Já no Vodafone Paredes de Coura de 2017, a eletrónica não esteve tão presente nos seus cabeças de cartaz, ao contrário do festival anteriormente mencionado. Porém, é inegável a importância e o sucesso que nomes como Kate Tempest e Nick Murphy tiveram na construção desse line-up.

Os festivais do sul não são exceção a este crescimento da música eletrónica. Nestes últimos anos, o Super Bock Super Rock tem-se dedicado cada vez mais ao hip-hop, estilo que também tem vindo crescer exponencialmente, lado a lado com a música eletrónica. Este ano, o festival recebeu nomes como Future, Pusha T e Fatboy Slim.
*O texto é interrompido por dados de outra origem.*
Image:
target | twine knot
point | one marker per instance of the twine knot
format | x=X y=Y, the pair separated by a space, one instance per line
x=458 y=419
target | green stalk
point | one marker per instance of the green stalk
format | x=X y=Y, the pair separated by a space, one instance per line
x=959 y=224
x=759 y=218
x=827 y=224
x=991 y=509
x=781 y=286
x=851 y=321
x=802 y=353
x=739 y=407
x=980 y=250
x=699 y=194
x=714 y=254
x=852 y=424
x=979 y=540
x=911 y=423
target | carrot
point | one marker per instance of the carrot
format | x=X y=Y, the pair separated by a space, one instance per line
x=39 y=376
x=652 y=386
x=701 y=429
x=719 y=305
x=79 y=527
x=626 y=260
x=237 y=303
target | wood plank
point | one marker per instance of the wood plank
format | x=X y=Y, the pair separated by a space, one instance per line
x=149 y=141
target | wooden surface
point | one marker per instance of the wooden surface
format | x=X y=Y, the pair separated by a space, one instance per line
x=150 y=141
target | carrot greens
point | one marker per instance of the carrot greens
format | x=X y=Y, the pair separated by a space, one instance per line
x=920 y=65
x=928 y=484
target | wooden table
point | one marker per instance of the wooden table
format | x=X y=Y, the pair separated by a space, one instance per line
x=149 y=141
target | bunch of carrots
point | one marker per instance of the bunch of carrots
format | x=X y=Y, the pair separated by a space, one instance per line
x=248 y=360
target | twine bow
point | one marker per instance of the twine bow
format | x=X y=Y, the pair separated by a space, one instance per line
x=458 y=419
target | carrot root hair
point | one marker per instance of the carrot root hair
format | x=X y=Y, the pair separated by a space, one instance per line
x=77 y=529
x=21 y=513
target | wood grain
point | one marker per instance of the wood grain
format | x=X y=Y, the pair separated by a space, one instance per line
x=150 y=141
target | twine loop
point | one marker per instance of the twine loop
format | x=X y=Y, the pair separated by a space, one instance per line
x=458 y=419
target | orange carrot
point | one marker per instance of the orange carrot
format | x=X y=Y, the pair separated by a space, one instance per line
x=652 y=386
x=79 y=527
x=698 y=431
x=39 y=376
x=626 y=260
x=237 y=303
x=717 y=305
Sendo este último uma figura incontornável no panorama da musica eletrónica, desde o século passado.

Outro festival que nitidamente tem explorado o crescimento deste género é o Nos Alive. Em 2017 atuaram, por exemplo, The Weeknd, The XX, Alt-J e Parov Stelar, artistas que derivam da eletrónica.

Impossível seria esquecer-me do Meo Sudoeste. Um festival atualmente dominado pela música eletrónica e completamente desvirtuado do seu conceito inicial. Lembro que por lá já passaram, entre outros artistas, Portishead, Sonic Youth, Primal Scream, Oasis, Faith no More, Blur, The Cure e até os Humanos, projeto de homenagem a António Variaões. Nos dias de hoje, os DJ’s comerciais e o hip-hop são a principal aposta. Provando que a música eletrónica move cada vez mais gente, o festival tem vindo a esgotar os seus passes gerais ano após ano.

Quando se analisam os outros artistas intervenientes nos festivais, chega-se à mesma conclusão: não é só nos palcos principais que se evidencia esta crescente aposta na música eletrónica.

Outro fator que manifesta o progressivo domínio da eletrónica na música é a mutação que cada banda sofre ao longo da sua carreira. Não são poucas as vezes em que essas metamorfoses resultam em eletrónica. Os norte-americanos Animal Collective começaram por utilizar apenas guitarras acústicas e vozes nos seus trabalhos musicais. Atualmente, fundem eletrónica experimental, com psicadelismo e outros géneros ainda menos estanques. Enquanto escrevo isto, vem-me, inevitavelmente, ao pensamento uma banda que tem vindo a alcançar enorme sucesso com o seu mais recente álbum. Falo dos Ermo, duo bracarense que sofreu uma das transformações mais soberbas que a música portuguesa alguma vez assistiu. Uma história semelhante à dos Animal Collective, que envolve a astúcia e imprevisibilidade rítmica cedida por Bernardo Barbosa e o talento poético de António da Costa – “mecanismos” e “organismos” dos Ermo.

A evolução tecnológica veio tornar o mundo mais eletrónico. O computador é o instrumento musical do futuro – que já é utilizado no presente -, onde convergem todos os instrumentos e onde podemos produzir todos os sons possíveis e imaginários. Para além disso, tornou a criação musical muito mais acessível a qualquer um, de modo que, a partir de um quarto tornou-se possível ornamentar uma parafernália de sons sem ser necessário desembolsar qualquer cêntimo, ou gastando-se muito pouco dinheiro. Os softwares são cada vez mais sofisticados, tornando assim a ideia de estúdio um pouco obsoleta. É este paradigma de independência que vai tornar a eletrónica paulatinamente mais preponderante no panorama musical.

Fico feliz por viver numa cidade que se encontra na vanguarda da música. Com um rasgo de lucidez, ao qual se junta a investigação, a criatividade e a juventude de vários atores e instituições, Braga alcançou, em outubro, a distinção de Cidade Criativa da UNESCO para as Media Arts. Este título apenas serve para denotar o que há muito era notório na cultura bracarense.

Não existe outro local em Portugal onde a música eletrónica ocupe semanalmente lugar de destaque. Nem existe outro local em Portugal que organize um dos festivais de eletrónica mais conceituados a nível europeu. Nem existe outro local em Portugal que desafie vários produtores oriundos desse mesmo território, ou residentes nessa mesma terra, para criarem e apresentarem os seus trabalhos ao mundo.

Mesmo assim, adoro viver nesta fase de transição, onde, no espaço de duas horas, posso ver um concerto íntimo ao piano, guitarra e voz de Luís Severo, seguido de uma danceteria eletrónica-tropical de Moullinex.